Autore:Emanuel Pietrobon – 22/12/2019
Il Global Times, il quotidiano-megafono del Partito Comunista Cinese, ha recentemente annunciato che le diplomazie cinese e vaticana stanno lavorando per il pieno recupero dei rapporti bilaterali, per il perfezionamento dell’accordo sulla nomina dei vescovi e, soprattutto, per realizzare un evento senza precedenti: la visita del Papa a Pechino.
La notizia non coglie inaspettato chi, sin dall’inizio del pontificato, segue con attenzione le mosse del duo Bergoglio-Parolin, il cui obiettivo principale è preparare il terreno per la trasmigrazione del cattolicesimo dall’Europa post-cristiana alle “periferie del mondo”, ossia tutti quei paesi del cosiddetto Sud globale in cui la fede ha ancora spazio nella vita pubblica, dove il clero vive intensamente la chiamata divina e non è continuamente protagonista di scandali finanziari o sessuali, e dove, perciò, il Vangelo ha concrete possibilità di espandersi e prosperare.
Il Papa sta dedicando sempre meno attenzione all’Occidente, nella consapevolezza che il “piano per la nuova evangelizzazione” approntato nel dopo-guerra fredda da Giovanni Paolo II e Benedetto XVI è fallito e che il destino della fu culla della cristianità è inevitabilmente diretto verso un’altra direzione, contraria e ostile a quella perseguita dall’istituzione più antica del mondo ancora esistente.

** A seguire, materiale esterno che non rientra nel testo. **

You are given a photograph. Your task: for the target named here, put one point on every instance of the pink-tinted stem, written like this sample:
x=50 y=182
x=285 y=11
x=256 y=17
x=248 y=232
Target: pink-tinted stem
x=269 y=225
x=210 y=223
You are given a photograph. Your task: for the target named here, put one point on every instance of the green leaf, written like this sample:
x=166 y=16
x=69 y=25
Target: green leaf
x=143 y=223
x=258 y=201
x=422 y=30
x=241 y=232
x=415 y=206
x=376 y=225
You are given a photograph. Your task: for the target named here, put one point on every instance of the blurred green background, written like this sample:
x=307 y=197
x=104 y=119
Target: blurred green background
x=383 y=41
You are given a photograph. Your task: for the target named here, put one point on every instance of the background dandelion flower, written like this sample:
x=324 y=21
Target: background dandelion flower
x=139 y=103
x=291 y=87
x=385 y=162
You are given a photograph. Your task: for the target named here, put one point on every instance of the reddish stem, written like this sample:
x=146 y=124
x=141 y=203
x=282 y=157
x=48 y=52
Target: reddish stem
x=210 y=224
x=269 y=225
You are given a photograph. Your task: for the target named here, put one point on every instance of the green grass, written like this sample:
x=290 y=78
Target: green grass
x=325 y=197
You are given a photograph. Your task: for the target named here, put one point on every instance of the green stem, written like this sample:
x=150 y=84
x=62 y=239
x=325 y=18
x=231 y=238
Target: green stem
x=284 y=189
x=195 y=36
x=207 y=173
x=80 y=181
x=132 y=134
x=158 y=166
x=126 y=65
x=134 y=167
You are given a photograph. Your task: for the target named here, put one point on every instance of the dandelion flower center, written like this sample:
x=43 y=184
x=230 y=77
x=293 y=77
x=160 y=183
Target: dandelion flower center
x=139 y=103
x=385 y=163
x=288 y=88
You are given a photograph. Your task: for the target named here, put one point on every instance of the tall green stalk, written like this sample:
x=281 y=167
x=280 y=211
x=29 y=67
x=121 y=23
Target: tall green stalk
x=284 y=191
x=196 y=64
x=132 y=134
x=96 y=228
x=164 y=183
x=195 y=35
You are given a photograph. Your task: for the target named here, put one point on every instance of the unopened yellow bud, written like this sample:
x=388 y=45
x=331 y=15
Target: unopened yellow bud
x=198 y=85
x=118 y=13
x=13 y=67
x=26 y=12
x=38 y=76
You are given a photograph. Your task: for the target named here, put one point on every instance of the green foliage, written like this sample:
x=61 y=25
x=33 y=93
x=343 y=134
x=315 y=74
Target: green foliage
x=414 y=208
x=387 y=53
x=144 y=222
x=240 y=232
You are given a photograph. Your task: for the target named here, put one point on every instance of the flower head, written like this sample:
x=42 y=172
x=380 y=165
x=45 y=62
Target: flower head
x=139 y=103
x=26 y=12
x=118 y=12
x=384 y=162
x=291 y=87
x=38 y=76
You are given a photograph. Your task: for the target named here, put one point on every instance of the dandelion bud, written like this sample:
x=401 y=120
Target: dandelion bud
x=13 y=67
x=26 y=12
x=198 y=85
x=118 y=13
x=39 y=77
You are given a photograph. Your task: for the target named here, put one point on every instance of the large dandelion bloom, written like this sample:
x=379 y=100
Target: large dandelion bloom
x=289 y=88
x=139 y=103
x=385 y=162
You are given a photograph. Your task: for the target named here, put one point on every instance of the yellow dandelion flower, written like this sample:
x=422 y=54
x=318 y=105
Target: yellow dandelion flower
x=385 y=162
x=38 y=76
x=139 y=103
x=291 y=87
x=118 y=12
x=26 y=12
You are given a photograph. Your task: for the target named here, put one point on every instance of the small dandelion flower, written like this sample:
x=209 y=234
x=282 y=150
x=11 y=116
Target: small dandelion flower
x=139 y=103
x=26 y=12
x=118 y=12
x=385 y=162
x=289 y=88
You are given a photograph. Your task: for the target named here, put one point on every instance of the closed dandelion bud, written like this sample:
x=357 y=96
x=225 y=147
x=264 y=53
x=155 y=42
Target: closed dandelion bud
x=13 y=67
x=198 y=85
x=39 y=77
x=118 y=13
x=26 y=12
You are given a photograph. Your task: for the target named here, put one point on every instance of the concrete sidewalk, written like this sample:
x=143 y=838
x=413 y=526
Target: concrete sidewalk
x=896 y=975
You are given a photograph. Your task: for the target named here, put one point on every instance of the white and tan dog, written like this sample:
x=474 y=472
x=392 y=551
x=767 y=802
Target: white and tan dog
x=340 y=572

L’occidentalo-centrismo delle relazioni internazionali è, anch’esso, destinato a scomparire, sebbene gli Stati Uniti stiano tentando attraverso un rinvigorito bellicismo di fermare la transizione verso il multipolarismo. Ed è proprio qui che entra il gioco il Vaticano che, su spinta del Papa, ha fatto una scelta di campo rischiosa e inaspettata: parteggiare per gli “antagonisti” dell’ordine liberale occidentalo-centrico che, poi, non sono neanche espressioni della civiltà cattolica.
La Russia, con la quale il pontefice va’ particolarmente d’accordo e sta collaborando attivamente in numerosi campi, fra cui la protezione dei cristiani perseguitati in Medio oriente, è a trazione ortodossa.
L’Iran, per il quale il pontefice ha fatto intenso lobbismo negli anni dell’era Obama per convincere la Casa Bianca a raggiungere un compromesso, poi formalizzatosi nell’accordo sul nucleare successivamente stracciato dall’amministrazione Trump, è una repubblica teocratica islamica.
La Cina, che è il punto focale dell’intera agenda papale, è una dittatura comunista in cui la libertà religiosa è fortemente limitata.
Eppure, le azioni e le parole del Vescovo di Roma e dei suoi portavoce delineano un quadro chiarissimo: il Vaticano ha scelto di appoggiare la lotta di questi paesi per un mondo multipolare. Il motivo è anche abbastanza comprensibile: il momento unipolare che ha visto Washington trasformarsi nel “poliziotto del mondo” è stato contornato da rivoluzioni colorate, guerre civili pilotate, guerre infinite, cambi di regime violenti, quasi sempre nel nome del profitto.
Un nuovo ordine internazionale, magari incardinato sul partenariato russo-cinese, potrebbe risultare più benefico, non perché non violento, ma perché meno violento. Per capire le ragioni di una tale convinzione si guardi, molto semplicemente, il modus faciendi di Francia e Cina in riferimento alla proiezione e alla protezione dei loro interessi all’estero.
La Françafrique di Parigi è rigidamente tenuta in piedi da operazioni militari, colpi di stato, guerre civili, terrorismi, cambi di regime, ricatti economici (es. il Franco CFA).
La Nuova Via della Seta di Pechino, per quanto funzionale alla realizzazione di un disegno egemonico, è comunque capace e volente di assicurare ritorni economici, sociali e politici ai paesi interessati, e potrebbe essere per l’Asia e l’Africa orientale ciò che il piano Marshall è stato per l’Europa occidentale.
Ogni pontefice è stato storicamente guidato da una doppia visione: una per il presente ed una per il futuro. In questo modo la chiesa cattolica ha potuto sopravvivere nei secoli alle persecuzioni e reinventarsi dopo periodi bui. Nel caso di Papa Francesco, l’apertura ad Oriente di oggi è strumentale per la fioritura della chiesa del domani.